# Pandas
Pandas is an open-source Python Library providing high-performance data manipulation and analysis tool

Tutorial reference - https://www.tutorialspoint.com/python_pandas


## Content 
This notebook tutorial will cover these topics (and few extra):-

- [Loading CSV](#load_data)
- [Quickly Viewing few records of data](#quick_view)
- [Quickly Getting basic statistics about data](#quick_stat)
- [Filtering - how to select data in a column](#filters)
- [Sum,count- some math function for column or rows values](#math_function)
- [Inplace - how to do operation not on copy of variable but on same variable](#add_column)
- [Fillna - how to fill missing value](#add_column)
- [Drop/rename - how to delete particular column or row](#delete_rename)
- [loc/iloc - how to get data from a specific row and column](#loc_row)
- [Creating data frame - how to create data frame](#create_from_np)
- [Append - add two data frame or add a row in a dataframe](#append)
- [Apply - apply any operation to each cell.](#apply)
- [Lambda function- doing operation on row and column](#lambda)

### Let's start!!  Pandas is Excel of python

![image](media/excel.jpg)

image reference - https://www.addictivetips.com/microsoft-office

### Pandas deals with the following data structures −

- Series
- DataFrame

Data Structure | Dimensions	| Description
--- | --- | ---
Series | 1	| 1D labeled homogeneous array, sizeimmutable.
Data Frames	| 2	| General 2D labeled, size-mutable tabular structure with potentially heterogeneously typed columns.

### Series

Series is a one-dimensional array like structure with homogeneous data. For example, the following series is a collection of integers 10, 23, 56, …

10 | 23	| 56 | 17 | 52	| 61	| 73	| 90	| 26	| 72

- Homogeneous data

### DataFrame
DataFrame is a two-dimensional array with heterogeneous data.
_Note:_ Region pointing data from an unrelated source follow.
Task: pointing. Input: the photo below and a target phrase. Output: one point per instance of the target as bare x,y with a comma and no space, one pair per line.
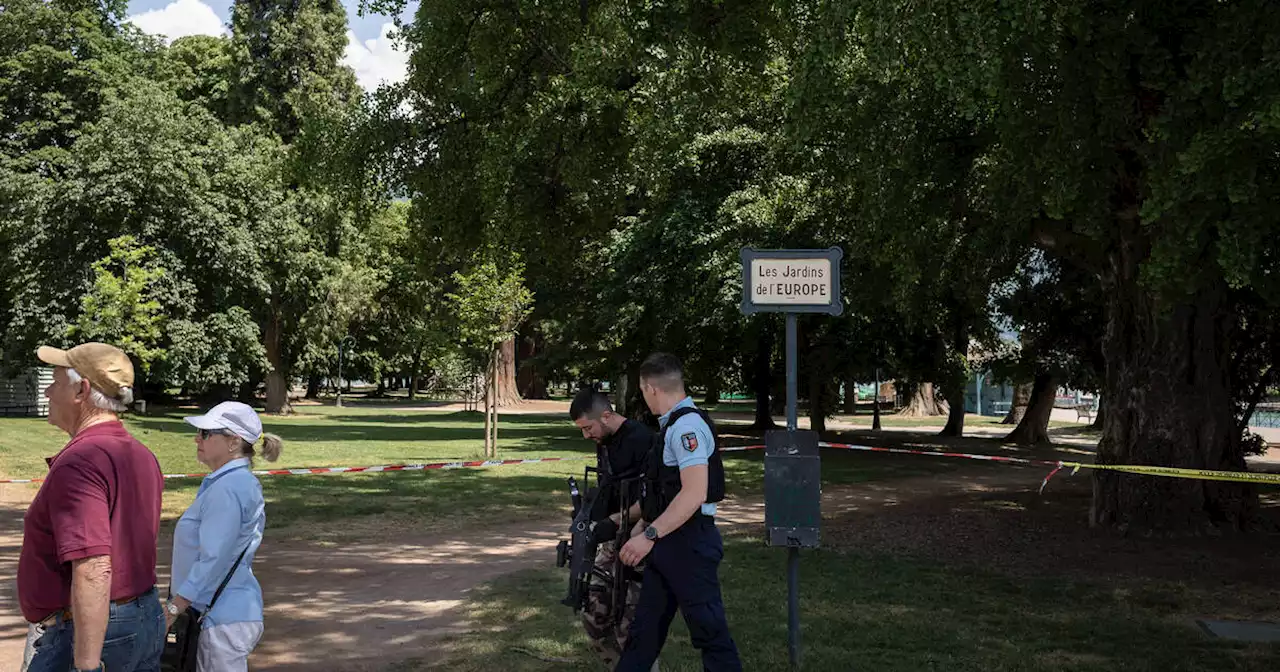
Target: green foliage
122,307
489,305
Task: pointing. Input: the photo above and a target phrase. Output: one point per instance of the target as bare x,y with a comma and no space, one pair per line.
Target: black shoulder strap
686,410
225,580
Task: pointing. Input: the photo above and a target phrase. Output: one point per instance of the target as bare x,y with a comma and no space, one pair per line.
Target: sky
369,49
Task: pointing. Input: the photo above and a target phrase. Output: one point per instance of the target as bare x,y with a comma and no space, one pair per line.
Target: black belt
67,613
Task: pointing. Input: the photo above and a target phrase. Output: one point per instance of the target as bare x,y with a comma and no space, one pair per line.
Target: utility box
23,394
792,489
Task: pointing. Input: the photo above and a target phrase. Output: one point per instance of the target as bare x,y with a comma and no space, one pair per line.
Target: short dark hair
663,369
589,402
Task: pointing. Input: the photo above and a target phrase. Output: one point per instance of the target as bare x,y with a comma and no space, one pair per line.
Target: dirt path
365,606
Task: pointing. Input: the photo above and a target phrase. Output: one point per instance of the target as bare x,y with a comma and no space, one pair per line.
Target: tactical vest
662,481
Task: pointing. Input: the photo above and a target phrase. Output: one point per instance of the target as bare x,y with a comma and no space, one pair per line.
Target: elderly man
87,571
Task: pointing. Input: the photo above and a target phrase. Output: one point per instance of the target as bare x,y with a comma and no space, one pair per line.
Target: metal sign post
791,282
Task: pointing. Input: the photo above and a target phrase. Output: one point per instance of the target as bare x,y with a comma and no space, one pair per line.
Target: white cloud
376,62
181,18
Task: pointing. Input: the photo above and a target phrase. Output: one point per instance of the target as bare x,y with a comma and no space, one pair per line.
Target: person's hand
182,603
636,549
604,530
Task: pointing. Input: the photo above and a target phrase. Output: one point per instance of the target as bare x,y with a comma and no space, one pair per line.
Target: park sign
791,280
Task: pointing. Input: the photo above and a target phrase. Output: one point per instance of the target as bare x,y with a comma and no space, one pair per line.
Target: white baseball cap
233,416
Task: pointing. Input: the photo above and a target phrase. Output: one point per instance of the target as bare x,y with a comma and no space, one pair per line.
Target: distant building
986,396
24,393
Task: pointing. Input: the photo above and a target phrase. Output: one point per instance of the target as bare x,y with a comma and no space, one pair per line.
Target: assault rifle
579,551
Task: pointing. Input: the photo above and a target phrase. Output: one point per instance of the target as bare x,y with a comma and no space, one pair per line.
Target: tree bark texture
1022,400
924,403
1033,428
1169,403
277,378
504,383
955,411
850,401
713,391
762,380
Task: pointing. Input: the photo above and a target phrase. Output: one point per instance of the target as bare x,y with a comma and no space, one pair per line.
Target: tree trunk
314,385
817,402
762,380
1033,428
277,378
488,403
924,403
850,397
955,411
415,375
1018,410
493,408
712,391
504,385
1169,403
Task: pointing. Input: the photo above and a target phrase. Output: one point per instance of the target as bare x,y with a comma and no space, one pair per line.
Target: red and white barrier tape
376,469
909,451
1056,466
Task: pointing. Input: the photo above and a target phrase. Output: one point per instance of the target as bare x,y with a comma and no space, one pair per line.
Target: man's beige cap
106,368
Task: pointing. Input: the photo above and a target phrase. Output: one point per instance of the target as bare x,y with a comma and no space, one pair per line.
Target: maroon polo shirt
101,498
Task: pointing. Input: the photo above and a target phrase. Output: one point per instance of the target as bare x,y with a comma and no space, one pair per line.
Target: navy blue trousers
682,574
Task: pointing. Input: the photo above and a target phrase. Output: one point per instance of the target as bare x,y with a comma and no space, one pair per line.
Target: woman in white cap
218,536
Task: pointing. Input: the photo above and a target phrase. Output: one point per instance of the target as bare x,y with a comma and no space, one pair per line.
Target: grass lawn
355,437
321,504
865,611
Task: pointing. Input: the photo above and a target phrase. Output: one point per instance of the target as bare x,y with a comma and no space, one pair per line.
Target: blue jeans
135,639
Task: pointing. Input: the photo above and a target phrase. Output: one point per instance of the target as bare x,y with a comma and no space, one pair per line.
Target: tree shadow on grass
874,611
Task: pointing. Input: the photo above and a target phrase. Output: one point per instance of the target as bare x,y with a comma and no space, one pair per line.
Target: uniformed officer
684,479
621,447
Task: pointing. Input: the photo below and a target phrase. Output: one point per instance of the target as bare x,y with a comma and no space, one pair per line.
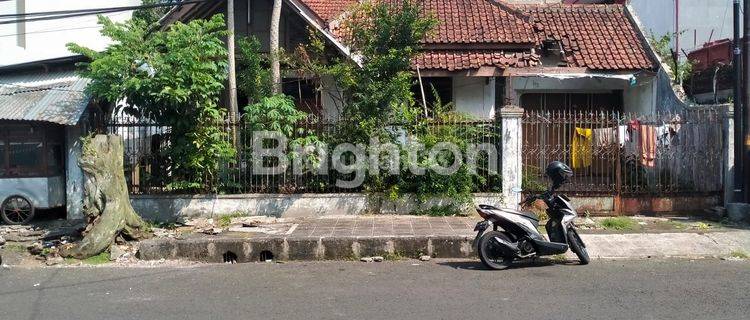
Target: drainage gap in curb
230,257
266,256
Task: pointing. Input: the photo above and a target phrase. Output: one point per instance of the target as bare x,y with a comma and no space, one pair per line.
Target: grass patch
225,221
618,223
439,211
98,259
739,254
15,247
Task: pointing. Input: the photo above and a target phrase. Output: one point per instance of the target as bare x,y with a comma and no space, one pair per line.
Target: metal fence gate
616,153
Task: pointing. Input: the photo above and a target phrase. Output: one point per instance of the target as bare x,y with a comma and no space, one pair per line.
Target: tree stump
106,202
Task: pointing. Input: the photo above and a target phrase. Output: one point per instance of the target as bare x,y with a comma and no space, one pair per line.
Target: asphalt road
666,289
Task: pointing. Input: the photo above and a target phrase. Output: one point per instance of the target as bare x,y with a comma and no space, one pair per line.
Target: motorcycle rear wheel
577,246
491,256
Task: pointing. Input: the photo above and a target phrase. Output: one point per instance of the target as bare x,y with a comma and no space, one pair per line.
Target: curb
242,250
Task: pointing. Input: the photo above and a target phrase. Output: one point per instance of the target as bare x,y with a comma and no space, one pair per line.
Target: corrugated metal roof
56,97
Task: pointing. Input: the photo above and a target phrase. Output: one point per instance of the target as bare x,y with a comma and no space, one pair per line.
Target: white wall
638,98
697,19
475,96
47,39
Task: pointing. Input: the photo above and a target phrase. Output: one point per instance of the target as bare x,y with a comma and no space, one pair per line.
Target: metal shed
42,116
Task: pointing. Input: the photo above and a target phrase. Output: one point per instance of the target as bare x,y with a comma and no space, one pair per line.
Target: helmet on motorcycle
558,172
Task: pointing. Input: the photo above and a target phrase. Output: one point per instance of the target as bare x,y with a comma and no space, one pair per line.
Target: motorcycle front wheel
490,253
577,246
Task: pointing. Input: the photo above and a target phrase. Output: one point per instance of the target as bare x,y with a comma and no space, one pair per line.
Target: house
487,53
44,112
43,108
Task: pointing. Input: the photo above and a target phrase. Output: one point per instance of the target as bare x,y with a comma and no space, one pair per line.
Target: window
25,157
55,160
31,150
573,101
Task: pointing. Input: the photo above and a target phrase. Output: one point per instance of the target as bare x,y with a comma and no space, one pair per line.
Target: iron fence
147,166
625,153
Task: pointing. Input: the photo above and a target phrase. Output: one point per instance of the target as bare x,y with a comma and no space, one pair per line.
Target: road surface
661,289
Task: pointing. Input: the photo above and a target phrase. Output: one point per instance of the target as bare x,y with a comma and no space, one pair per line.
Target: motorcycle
507,235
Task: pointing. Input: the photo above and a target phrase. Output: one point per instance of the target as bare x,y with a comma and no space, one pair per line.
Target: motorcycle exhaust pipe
507,248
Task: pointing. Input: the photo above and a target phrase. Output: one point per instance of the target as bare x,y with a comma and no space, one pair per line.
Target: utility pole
233,109
739,178
746,102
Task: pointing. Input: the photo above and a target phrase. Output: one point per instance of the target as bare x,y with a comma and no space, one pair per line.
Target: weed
618,223
225,221
439,211
15,247
98,259
739,254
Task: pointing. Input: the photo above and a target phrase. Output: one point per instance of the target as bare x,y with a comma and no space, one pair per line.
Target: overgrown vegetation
377,93
681,69
173,77
253,73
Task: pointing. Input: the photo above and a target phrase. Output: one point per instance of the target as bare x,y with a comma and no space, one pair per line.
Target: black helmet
558,172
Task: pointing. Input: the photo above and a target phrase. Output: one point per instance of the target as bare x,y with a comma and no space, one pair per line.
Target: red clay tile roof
455,60
329,9
476,21
597,37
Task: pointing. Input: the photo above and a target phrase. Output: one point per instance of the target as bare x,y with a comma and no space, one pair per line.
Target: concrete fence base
175,207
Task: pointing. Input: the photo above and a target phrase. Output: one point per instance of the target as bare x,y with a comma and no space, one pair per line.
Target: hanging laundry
674,129
623,135
581,152
663,135
605,137
648,145
634,125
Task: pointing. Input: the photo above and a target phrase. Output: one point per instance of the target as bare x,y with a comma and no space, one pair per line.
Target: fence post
511,154
728,154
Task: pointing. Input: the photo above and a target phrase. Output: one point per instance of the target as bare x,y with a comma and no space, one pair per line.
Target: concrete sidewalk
351,237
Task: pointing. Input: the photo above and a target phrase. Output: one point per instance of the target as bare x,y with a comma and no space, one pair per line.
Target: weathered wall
475,96
637,98
171,208
700,20
74,174
174,208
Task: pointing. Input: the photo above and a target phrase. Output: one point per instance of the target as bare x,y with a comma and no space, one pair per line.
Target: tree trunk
106,201
275,64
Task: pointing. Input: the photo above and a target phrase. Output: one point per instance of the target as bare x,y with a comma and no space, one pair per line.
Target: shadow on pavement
534,263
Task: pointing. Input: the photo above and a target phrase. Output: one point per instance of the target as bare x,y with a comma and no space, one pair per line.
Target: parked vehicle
507,235
32,169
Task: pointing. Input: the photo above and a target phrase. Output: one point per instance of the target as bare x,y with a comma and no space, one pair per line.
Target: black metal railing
625,153
147,167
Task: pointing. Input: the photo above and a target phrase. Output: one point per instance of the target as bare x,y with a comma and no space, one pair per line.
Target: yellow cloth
581,154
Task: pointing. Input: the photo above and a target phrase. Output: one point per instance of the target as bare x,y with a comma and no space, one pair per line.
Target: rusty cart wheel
16,210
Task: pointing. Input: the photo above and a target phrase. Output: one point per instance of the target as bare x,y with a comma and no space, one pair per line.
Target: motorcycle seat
527,214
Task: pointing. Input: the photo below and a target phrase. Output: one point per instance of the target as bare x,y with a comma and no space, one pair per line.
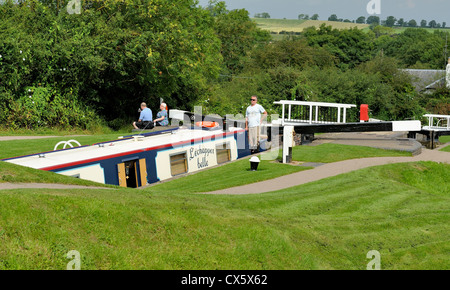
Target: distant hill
292,25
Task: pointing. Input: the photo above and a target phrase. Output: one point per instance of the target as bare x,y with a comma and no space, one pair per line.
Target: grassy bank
329,224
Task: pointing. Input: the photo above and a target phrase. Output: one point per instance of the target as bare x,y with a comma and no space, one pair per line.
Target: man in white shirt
253,121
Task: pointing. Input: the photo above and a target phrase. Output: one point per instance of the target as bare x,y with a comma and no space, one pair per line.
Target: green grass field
293,25
400,210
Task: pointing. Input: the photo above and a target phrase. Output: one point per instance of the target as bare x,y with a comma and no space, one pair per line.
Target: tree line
94,68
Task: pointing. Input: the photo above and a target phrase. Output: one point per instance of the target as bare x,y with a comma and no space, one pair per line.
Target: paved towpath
329,170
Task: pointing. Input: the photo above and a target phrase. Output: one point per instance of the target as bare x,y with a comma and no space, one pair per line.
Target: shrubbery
63,70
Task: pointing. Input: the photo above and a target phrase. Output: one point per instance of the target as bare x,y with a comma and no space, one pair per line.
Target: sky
438,10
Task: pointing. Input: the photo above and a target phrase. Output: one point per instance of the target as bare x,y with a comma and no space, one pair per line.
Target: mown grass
400,210
14,148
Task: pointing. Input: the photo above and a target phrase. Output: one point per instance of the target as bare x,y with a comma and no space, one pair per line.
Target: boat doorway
132,173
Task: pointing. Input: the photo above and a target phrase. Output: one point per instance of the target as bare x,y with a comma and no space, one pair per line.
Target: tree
238,34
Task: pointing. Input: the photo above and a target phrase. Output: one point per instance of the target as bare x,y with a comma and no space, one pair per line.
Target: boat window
178,164
223,153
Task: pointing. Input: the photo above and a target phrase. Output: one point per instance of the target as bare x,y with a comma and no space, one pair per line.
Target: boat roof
127,145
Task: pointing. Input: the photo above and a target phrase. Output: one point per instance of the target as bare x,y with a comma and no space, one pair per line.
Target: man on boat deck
145,119
253,120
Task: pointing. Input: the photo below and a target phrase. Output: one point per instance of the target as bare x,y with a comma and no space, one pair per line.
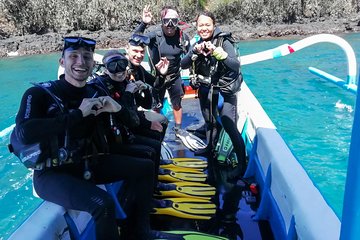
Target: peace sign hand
147,16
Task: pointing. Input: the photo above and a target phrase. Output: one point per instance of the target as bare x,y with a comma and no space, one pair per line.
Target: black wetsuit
230,68
171,48
38,118
138,145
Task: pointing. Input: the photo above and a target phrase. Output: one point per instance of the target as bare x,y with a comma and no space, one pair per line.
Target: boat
283,202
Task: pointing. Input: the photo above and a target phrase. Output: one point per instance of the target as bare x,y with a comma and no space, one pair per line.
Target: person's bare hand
108,105
147,16
131,87
89,106
140,85
163,65
155,125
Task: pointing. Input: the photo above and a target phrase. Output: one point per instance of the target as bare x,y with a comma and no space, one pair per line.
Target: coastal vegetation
36,26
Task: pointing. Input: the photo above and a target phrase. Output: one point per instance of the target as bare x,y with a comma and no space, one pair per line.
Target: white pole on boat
286,49
350,223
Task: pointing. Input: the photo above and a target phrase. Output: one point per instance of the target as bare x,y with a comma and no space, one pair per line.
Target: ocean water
313,116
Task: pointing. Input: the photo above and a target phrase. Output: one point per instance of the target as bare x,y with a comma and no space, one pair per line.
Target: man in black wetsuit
116,83
39,119
166,46
135,53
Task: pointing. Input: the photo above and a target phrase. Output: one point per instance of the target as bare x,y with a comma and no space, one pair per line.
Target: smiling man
167,44
64,117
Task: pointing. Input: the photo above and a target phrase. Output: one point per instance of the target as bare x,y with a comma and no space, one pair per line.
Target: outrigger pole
350,223
285,49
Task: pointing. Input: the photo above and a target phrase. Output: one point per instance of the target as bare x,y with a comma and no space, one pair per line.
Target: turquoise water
301,105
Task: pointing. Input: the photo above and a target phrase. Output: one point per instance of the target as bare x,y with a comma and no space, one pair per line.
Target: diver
135,52
217,72
166,47
116,83
62,180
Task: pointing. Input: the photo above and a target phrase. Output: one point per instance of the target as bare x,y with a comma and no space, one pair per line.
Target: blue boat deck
246,227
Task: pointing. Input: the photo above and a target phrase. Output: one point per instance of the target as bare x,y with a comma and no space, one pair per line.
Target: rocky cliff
36,26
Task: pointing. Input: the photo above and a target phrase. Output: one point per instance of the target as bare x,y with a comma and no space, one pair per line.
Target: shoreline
52,42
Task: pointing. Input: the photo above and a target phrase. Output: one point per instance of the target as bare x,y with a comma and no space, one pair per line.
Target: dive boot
185,189
189,208
166,152
190,141
176,176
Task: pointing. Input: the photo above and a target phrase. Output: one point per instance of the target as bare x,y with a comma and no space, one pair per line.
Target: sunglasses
170,22
139,40
77,42
116,64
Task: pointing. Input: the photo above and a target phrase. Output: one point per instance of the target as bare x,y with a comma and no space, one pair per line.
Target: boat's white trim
290,201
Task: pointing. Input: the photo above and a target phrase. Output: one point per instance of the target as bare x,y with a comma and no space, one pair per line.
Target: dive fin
183,163
191,141
185,189
190,208
176,176
166,152
191,235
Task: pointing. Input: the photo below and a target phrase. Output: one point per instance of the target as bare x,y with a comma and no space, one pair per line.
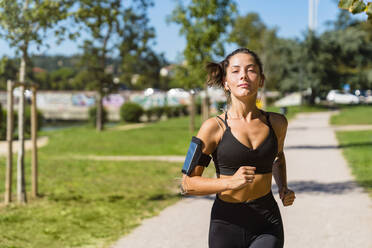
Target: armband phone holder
195,156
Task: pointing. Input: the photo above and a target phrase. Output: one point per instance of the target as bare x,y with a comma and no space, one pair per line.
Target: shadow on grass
110,198
313,187
322,147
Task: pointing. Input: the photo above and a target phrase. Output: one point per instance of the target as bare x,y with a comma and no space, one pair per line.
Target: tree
357,6
8,70
24,23
104,20
204,24
138,60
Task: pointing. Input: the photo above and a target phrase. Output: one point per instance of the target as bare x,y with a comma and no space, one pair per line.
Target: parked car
336,96
365,96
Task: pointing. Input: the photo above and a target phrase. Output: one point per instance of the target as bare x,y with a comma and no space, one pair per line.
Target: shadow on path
310,187
313,187
321,147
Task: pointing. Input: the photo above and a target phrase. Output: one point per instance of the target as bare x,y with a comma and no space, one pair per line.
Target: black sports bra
230,153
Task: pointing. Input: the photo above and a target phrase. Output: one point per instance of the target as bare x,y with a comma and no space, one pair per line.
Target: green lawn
357,147
94,202
160,138
353,115
293,110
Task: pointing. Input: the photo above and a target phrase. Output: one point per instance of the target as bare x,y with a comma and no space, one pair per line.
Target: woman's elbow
186,185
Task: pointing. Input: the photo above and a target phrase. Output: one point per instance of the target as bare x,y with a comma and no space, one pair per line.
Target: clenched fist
243,176
287,196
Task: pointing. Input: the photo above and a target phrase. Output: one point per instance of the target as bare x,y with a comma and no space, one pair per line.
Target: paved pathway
330,209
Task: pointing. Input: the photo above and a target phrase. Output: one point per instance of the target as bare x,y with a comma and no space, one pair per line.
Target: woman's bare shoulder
279,122
209,134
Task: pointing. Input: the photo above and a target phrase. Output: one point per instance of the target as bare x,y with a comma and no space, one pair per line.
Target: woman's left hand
287,196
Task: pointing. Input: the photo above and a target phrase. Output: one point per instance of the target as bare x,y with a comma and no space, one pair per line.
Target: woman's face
243,75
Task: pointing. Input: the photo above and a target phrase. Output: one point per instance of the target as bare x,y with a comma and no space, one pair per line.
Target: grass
160,138
292,111
353,115
89,203
357,147
93,203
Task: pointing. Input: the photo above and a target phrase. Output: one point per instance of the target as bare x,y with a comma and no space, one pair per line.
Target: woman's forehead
242,59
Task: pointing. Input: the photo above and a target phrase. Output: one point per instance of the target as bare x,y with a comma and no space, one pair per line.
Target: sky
289,16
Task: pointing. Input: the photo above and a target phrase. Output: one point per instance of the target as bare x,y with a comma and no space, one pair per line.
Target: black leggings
253,224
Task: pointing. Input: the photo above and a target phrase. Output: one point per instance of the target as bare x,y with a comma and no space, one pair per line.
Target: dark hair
217,71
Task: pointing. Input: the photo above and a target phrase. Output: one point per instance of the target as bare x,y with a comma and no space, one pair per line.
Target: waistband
262,199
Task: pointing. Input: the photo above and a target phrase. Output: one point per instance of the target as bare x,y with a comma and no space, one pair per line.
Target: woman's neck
243,110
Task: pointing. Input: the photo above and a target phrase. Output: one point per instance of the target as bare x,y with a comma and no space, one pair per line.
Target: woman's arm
195,184
280,125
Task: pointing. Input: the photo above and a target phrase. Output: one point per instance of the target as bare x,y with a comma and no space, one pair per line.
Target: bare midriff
260,186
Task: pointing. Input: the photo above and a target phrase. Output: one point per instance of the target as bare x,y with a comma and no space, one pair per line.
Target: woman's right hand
243,176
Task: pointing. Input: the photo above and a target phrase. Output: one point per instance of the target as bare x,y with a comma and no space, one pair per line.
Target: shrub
169,111
158,111
149,112
93,115
131,112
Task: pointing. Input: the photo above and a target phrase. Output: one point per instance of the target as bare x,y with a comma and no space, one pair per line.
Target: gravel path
330,209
For example,

Name | Age	| Gender	| Rating
--- | --- | --- | ---
Steve	| 32 | Male	| 3.45
Lia	| 28	| Female	| 4.6
Vin	| 45	| Male	| 3.9
Katie | 38	| Female	| 2.78

### Data Type of Columns
The data types of the four columns are as follows −

Column	| Type
--- | ---
Name | String
Age	| Integer
Gender	| String
Rating	| Float


### Install pandas from notebook
Execute the below command to install

In [None]:
%%sh
pip install pandas
pip install numpy

## Lets dive into handling data
We will import csv file (which we generally get from client or any prepared problem)

#### Import pandas

You have to import python package to use it. execute below cell to import pandas and other necessary packages

In [None]:
import pandas as pd
import numpy as np

### <a name="load_data"></a> 1. Loading CSV

syntax:
- df=pd.read_csv(filepath)

In [None]:
data=pd.read_csv('data/titanic_train.csv')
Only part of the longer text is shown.